In the 1971 close season, Lees moved on to Darlington, also a Fourth Division club. He was involved in one potentially disastrous incident while playing in a floodlit match at the Darlington's Feethams ground. While retrieving the ball, which had gone out of play, he noticed that rubbish beneath a wooden stand had caught fire. Fortunately the fire had not taken hold and was quickly extinguished. Over six seasons he scored 5 goals from 120 league appearances before his contract was cancelled in 1977.

Lees continued his football career with 15 years in Australia, first as a player and later, after taking courses under the auspices both of the Australian Soccer Federation and the English Football Association, as a coach. After coaching amateur team Parafield Gardens, he was appointed head coach of South Australia State League team Beograd-Woodville in December 1986, but was dismissed in mid-season after the club committee disagreed with his selection policy.

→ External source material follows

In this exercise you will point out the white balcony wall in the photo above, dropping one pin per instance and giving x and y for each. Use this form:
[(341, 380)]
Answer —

After his successor resigned early the following season, Lees was offered an apology and his old job back. He was by then committed to a junior coaching role at West Adelaide Hellas, but a couple of months later was appointed head coach of Modbury, newly promoted to the State League. Ahead of the 1990 season, he was appointed assistant to Arthur Ruttley at Port Adelaide; three months later, Ruttley was sacked and Lees "resigned in protest", again over a matter of team selection. Appointed head coach of Cumberland United ahead of the 1991 season, Lees resigned his post in March 1992 and returned to England.

He remained in England for a six-year period, then resumed his coaching career in 1998 with a year as head coach of White City Woodville. After making a final return to England, he worked for a printing firm on Tyneside.